We defined “structure” in a bandit problem as the interdependency between slot machines’ rewards. In section 2.1 we sometimes assumed a discretized reward structure. In this section we let agents discover structure on their own. Statistically this is a regression problem and it generates a “heatmap” of expected rewards across the slot machine space.

The key implementation issue of regressions in agent-based models is that observations and predictions are interleaved. Agents play one slot machine (observation), draw a new reward heatmap (prediction) and use it to decide what to play next (observation). This behaviour constrains the kind of algorithms agents can use: batch regressions (like ordinary least squares or Kriging) are too slow.

We focus on regression methods that are iterative (sometimes called on-line or recursive regressions). We catalogue the computational cost of each algorithm by their time complexity when observing and when predicting. In general there is a trade-off between smoothness of the heatmap and the computational cost of modelling it.

Another reason to keep regression methods iterative is the need for forgetting. Newer data needs to be weighted more and iterative methods are a natural way of doing so. Forgetting is crucial in POSEIDON as fishers deplete the areas they tow and need to feature this in their prediction.

The key assumption made by all the following algorithms is that the closer two slot machines are the closer their rewards. This way observing one slot machine will reveal the quality of all other slot machines “close” to it. This is the geographical version of the more general “contextual bandit” problem (Li et al. 2010; Agarwal et al. 2014).

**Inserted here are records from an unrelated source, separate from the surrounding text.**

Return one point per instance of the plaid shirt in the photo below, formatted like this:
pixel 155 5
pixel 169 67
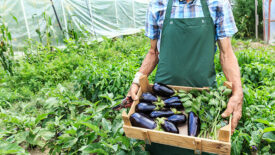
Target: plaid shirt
pixel 220 11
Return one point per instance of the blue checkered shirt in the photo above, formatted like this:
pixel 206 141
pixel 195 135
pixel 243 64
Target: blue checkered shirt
pixel 220 11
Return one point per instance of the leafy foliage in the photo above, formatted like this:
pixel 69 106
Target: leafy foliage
pixel 244 13
pixel 60 100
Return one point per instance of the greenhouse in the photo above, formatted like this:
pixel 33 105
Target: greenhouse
pixel 137 77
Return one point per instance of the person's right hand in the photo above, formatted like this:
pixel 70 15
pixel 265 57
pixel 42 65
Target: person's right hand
pixel 133 91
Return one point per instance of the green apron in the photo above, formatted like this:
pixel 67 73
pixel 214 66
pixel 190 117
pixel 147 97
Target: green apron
pixel 187 50
pixel 186 58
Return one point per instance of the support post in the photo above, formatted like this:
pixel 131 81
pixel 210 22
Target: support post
pixel 256 18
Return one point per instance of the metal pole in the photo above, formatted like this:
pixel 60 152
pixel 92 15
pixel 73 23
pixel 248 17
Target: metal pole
pixel 56 16
pixel 263 4
pixel 65 19
pixel 269 16
pixel 25 18
pixel 91 18
pixel 256 18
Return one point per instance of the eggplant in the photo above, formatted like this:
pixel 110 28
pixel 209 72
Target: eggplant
pixel 141 120
pixel 177 119
pixel 145 107
pixel 172 100
pixel 169 127
pixel 193 124
pixel 163 90
pixel 148 97
pixel 162 113
pixel 164 124
pixel 177 105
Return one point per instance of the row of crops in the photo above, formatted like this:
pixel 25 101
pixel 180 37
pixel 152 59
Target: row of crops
pixel 59 100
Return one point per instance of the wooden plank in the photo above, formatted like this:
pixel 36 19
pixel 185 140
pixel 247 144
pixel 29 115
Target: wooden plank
pixel 225 133
pixel 126 119
pixel 211 146
pixel 228 84
pixel 133 107
pixel 198 146
pixel 144 84
pixel 220 146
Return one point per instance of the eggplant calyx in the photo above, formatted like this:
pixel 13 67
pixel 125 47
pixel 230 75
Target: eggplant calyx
pixel 161 120
pixel 158 128
pixel 175 111
pixel 160 104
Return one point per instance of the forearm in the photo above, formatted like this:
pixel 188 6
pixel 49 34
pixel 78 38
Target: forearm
pixel 230 66
pixel 151 59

In practice, geographical problems often involve close options that are related to one another. This is the “first law of geography” (Tobler 1970). Fisheries discrete choice models similarly observe a “spatial autocorrelation ripple effect” where displaced effort distributes itself along neighbouring cells (Wilen et al. 2002; Hynes et al. 2016). Intuitively this assumed autocorrelation can be misleading when fish aggregate in small, fast-moving shoals yet we will show in section 3.4 that this assumption will perform adequately even under such circumstances.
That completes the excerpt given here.